Okay, very good. And then from Mike, just wanted to think a little bit about the investments within HSS, you know, the operating margin of that business unit has trended down over the past three quarters. I think it's 10.7% discord on an operating margin basis from 14.6 in the fourth quarter of 19. Just again, I want to make sure I'm understanding the investments. It seems pretty straightforward, but just want to make sure we're understanding that. And then what's the right way to think about, you know, again, you know, margins for this business going forward? And then the second question, Mike, is, you know, you talk about 100 basis points or so of growth being added by M&A this quarter of this year. What is the threshold for when you kind of pull that out of organic growth? Because you still characterize it as organic constant currency growth, but there's 100 basis points in there from M&A. So just try to understand what the threshold is.

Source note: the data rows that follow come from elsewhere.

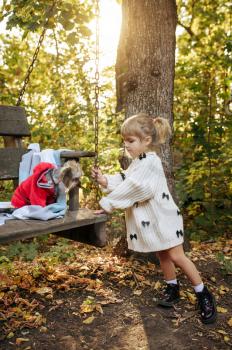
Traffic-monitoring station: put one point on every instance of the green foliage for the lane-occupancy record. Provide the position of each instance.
(202, 123)
(226, 263)
(25, 251)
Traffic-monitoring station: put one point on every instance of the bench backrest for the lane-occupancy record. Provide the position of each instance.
(13, 127)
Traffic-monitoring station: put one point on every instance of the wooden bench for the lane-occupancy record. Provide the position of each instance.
(80, 224)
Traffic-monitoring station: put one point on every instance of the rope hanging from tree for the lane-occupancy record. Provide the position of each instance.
(97, 86)
(34, 58)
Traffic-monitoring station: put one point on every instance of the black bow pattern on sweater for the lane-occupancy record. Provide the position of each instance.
(142, 155)
(133, 236)
(179, 233)
(165, 195)
(144, 223)
(123, 176)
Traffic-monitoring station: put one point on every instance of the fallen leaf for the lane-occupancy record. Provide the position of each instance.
(191, 297)
(19, 341)
(44, 290)
(137, 292)
(89, 320)
(222, 310)
(157, 285)
(10, 335)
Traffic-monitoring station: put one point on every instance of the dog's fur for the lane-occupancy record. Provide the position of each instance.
(69, 174)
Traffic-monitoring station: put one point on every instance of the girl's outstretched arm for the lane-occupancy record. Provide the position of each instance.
(137, 187)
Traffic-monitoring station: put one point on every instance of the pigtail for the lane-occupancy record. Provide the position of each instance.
(162, 130)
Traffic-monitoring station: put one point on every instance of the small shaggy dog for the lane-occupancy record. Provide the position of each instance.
(70, 174)
(41, 188)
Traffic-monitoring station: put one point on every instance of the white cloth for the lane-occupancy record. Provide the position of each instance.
(153, 220)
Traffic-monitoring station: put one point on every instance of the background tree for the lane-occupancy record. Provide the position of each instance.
(202, 116)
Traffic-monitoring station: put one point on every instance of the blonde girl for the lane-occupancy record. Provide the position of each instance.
(153, 220)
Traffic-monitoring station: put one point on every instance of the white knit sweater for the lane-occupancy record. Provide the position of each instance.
(153, 219)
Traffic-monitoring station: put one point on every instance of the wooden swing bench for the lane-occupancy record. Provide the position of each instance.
(79, 224)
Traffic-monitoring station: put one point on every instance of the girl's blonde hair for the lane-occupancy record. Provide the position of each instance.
(142, 125)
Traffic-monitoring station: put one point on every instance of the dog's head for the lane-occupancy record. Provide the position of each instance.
(70, 174)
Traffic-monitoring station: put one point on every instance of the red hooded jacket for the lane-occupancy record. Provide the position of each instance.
(29, 192)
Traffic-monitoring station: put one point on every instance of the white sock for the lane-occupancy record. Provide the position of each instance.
(171, 281)
(199, 288)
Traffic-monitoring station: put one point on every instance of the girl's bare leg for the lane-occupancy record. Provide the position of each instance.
(178, 257)
(166, 265)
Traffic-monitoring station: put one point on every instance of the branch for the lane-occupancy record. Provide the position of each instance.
(188, 29)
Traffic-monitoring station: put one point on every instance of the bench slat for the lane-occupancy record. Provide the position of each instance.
(9, 162)
(13, 121)
(14, 230)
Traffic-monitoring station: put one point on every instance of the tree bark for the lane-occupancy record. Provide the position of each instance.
(146, 62)
(145, 65)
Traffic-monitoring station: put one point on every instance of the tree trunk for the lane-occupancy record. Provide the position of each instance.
(145, 64)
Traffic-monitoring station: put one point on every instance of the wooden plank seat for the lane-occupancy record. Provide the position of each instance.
(80, 224)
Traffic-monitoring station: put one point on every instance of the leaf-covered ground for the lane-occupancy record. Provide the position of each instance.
(74, 296)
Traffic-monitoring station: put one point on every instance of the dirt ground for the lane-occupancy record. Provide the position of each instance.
(110, 306)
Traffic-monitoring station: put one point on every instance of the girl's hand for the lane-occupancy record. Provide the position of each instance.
(97, 176)
(100, 211)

Thanks. Yeah, certainly, Larry. I'll answer the second question first. Typically what we do is when we do any type of material acquisition, we would separate that out and actually disclose that separately so that we are not in this the boat that we're in today where we're trying to call out cost-currency organic revenue growth and then also note at the same point in time what the acquisitions added. So unfortunately this year, you know, doing eight acquisitions that were all individually immaterial, but if you aggregate them all together, they become material. So that's the reason we chose the way we want to disclose that this year is make sure that everybody understands that the impact is And there's a pretty significant impact in the third quarter, 180 basis points in the quarter for consecrated organic revenue growth, that it is understood and we're being as transparent as possible. We don't like going down that path, obviously. We would prefer to do an acquisition and separate that out and go back to our historical reporting. But this year is an anomaly, hopefully. But, again, with eight acquisitions combined being in the combination of all being relative, We have to do something so that we're, again, truly being transparent. Your first, do you want to say something?
And just to be clear on that, Mike says we don't like that. He's talking the accounting issues, not the businesses. We like those businesses. We love tuck-in businesses. If I can do 10 more next year to look like these eight, we'll do 10 more next year. We'll be talking about this again, I suspect. But it's not that we don't like the businesses. Right. We just don't like the reporting. We don't want to be changing our constant currency growth rate every month because of some small business is really the issue. That's the point.
And then your first question regarding the HSS business. Obviously, as Walt mentioned in his script, that we did have startup costs for the new ORCs. And in addition to that, we are continuing to have people costs. to support the future growth in HSS. I mean, our long-term view of this business is still mid-teens. We haven't come off of that. Obviously, you are seeing the benefit of the revenue, the top-line growth, but it does come with a little bit of startup costs, which we've talked about for two years now in a row. And as we bring facilities online, it probably takes roughly 12, maybe 18 months, depending on the size of the facility, to get the break-even and then start actually adding facilities profit to that business. So it's not unusual and it's not a surprise to us by any means.
Okay. Perfect. Appreciate that. Thank you very much.
You're welcome. This concludes our question and answer session. I would like to turn the conference back over to Julie Winter for any closing remarks.
Thanks, everybody, for joining us again this morning. Hope you have a great day.
The conference is now concluded. Thank you for attending today's presentation. You may now disconnect.